Chisholm, Forman and King
January 28, 2005
When we speak of the dead, we are supposed to follow the Latin phrase “De mortuis nil nisi bonum” (”Of the dead, only good is to be said”). In the case of civil rights leaders, nice things often are said about them by people who opposed them while they were alive. Plus, the history of the civil rights struggles they participated in gets sanitized and streamlined.
Doubts, mistakes and wrong turns are overlooked or forgotten. The Civil Rights Act of 1964 or the right to vote for women, for example, is remembered by many as simply a bill signed by a president and the next logical step on a one-way road toward greater justice and human understanding.
As we celebrate Martin Luther King Jr. Day this year, we should also take a few moments to honor two civil rights pioneers who have passed away in the last month: James Forman and Shirley Chisholm. One stayed outside the system; the other became a member of Congress. Both had a role to play in translating human needs into law for African Americans and all Americans.
The entire nation soon will be celebrating the 40th anniversary of one of Mr. Forman’s best-known achievements: the civil rights march from Selma to Montgomery, Ala., in March 1965. Forman, who was then serving as executive secretary of the Student Nonviolent Coordinating Committee, was leading the initial march that was forced to turn back after participants were brutally attacked. Two weeks later, after national attention had brought Alabama’s systematic civil rights deprivations into the open, a broad coalition of community, church, labor and student groups and supporters from across the nation, including Dr. King, successfully completed the march to Montgomery. Five months later, President Johnson signed the Voting Rights Act of 1965, helping to safeguard the vote for African Americans and all Americans.
Aside from being a gifted community organizer, Forman was a brilliant strategist and stirring writer. The “Black Manifesto” he wrote in 1969 demanded that white churches stop benefiting from their prior affiliation with slavery. Taking over the Sunday service at New York City’s Riverside Church, he demanded half a billion dollars in reparations so that the African American community could develop the economic infrastructure it needed to end the cycle of poverty slavery had started. Many churches responded by increasing aid to the poor.
When I was helping to research the legal case for Japanese American redress in the 1970s, Forman’s concept of reparations made a lot of sense. The federal government had controlled the unjust imprisonment of 120,000 Japanese Americans behind barbed wire, so the government had a responsibility to make us whole. In our case, the logic held and justice was served because records of each incarcerated Japanese American were available. In the case of African Americans, the struggle to qualify, quantify and get past the white community’s “just get over it” mentality continues to hold back a righteous cause.
Chisholm took a different but complementary path toward helping her community as an educator and legislator. As the first African American woman to serve in Congress and the first to run for president, she was a role model for women of all backgrounds. Her slogan, “Unbossed and unbought,” reflected her determination to rise to heights commensurate with her considerable intellect and drive, no matter what party bosses or anyone else said.

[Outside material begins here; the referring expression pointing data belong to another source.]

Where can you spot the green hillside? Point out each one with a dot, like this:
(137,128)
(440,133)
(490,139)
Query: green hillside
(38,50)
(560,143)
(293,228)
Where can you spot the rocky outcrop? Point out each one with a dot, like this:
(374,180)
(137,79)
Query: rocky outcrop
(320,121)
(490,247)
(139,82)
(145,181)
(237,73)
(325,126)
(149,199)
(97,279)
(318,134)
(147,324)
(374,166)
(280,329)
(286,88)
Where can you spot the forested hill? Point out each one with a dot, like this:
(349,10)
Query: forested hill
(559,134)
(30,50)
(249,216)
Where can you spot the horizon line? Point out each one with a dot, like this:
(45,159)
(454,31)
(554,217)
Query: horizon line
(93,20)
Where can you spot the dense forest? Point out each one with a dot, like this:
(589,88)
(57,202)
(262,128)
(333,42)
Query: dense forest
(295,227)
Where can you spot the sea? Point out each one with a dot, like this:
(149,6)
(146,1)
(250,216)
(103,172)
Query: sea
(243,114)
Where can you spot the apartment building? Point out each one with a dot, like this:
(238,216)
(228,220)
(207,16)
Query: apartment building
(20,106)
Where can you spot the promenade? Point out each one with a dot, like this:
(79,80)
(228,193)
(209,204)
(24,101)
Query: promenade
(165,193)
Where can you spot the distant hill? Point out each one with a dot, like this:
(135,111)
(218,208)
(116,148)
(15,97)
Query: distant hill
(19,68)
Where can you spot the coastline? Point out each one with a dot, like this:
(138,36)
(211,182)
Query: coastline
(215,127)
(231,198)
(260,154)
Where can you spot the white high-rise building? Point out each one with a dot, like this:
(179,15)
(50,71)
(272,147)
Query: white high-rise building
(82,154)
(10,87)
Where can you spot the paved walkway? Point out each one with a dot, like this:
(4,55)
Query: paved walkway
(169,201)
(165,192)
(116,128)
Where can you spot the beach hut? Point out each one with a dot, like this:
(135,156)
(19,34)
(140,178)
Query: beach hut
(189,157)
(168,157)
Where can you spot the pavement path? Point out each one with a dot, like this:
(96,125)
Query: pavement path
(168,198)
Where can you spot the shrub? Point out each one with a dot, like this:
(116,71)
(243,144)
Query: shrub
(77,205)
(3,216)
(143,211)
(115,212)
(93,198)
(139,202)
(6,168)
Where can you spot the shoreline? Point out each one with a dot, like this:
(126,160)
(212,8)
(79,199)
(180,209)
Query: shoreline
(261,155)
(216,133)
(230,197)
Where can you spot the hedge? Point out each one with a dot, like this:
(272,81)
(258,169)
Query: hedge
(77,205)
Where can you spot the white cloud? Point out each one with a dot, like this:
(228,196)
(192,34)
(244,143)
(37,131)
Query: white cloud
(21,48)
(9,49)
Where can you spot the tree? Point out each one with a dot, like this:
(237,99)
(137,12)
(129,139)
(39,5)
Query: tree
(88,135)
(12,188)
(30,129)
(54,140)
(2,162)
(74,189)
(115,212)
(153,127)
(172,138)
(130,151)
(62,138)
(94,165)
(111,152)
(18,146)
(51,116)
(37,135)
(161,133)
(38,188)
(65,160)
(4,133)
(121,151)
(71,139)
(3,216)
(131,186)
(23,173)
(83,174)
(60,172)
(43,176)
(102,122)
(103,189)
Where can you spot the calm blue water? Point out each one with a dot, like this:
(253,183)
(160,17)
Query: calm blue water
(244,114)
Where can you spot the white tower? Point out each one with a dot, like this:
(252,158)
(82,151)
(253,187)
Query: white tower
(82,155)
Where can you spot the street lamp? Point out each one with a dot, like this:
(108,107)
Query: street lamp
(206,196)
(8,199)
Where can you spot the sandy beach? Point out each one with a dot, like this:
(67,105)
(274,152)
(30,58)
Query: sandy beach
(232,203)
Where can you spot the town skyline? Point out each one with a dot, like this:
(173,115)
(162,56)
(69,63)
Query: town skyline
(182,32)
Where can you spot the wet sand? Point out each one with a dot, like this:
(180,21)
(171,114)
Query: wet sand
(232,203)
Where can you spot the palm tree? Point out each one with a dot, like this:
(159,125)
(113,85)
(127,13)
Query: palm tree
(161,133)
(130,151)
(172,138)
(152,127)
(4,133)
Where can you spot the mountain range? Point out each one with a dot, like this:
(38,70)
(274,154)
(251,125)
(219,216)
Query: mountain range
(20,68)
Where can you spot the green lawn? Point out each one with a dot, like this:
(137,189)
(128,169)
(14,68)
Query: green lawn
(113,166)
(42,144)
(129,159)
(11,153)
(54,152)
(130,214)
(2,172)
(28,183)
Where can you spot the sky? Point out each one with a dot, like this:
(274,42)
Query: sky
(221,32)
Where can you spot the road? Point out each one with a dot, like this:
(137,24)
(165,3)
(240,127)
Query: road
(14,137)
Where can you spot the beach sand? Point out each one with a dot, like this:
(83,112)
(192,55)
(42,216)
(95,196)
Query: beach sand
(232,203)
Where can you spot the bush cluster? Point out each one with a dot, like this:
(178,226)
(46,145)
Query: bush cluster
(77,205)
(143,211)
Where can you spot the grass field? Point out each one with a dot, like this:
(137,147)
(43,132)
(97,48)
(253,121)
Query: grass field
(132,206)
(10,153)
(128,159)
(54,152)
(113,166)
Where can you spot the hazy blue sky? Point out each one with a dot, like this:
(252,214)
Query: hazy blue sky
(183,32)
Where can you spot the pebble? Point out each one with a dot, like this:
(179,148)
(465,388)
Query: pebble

The future Rep. Chisholm was born in the Bedford-Stuyvesant section of Brooklyn in 1924. Her father was a factory worker, and her mother was a seamstress and domestic worker. They sent their daughters to the Caribbean island of Barbados, where Chisholm and her sisters lived with a grandmother for 10 years.
A precocious child, she started reading and writing before kindergarten, which led to her later strong advocacy for early schooling programs. When she went on to win debating prizes at Brooklyn College, faculty mentors asked her if she had considered a career in politics.
After earning a master’s degree in elementary education at Columbia University, she headed several education-related institutions. Chisholm also started preparing for her eventual political career in a way that is instructive for Asian Pacific Americans aspiring to office. She served as a consultant to the city’s Bureau of Child Welfare for five years but also started serving as a volunteer for the Bedford-Stuyvesant Political League and the League of Women Voters.
By the time she was ready to run for the New York State Assembly in 1964, she was well-known in her community, had government credentials and was seen as someone who had “paid her dues.”
Chisholm was elected to the House of Representatives in 1968 and stayed for 14 years. She left partly to take care of her husband, who had been injured in a car accident, but she also noted that by 1982, “moderate and liberal” lawmakers were “running for cover from the new right.”
Chisholm’s life has several important messages for APAs as we move into the world of politics. In 1972, when she decided to run for president, she knew she probably could not win, but the seriousness of her quest became, in her own words, a necessary “catalyst for change.”
She also reminded us of the inferior role men have foisted on women in the world of politics. “I’ve always met more discrimination being a woman than being black,” she told The Associated Press 10 years later.
James Forman and Shirley Chisholm, like Dr. King, did more than their share of the work to bring more justice and equality to our world. While they chose different paths toward the same goal, each is deserving of our profound thanks.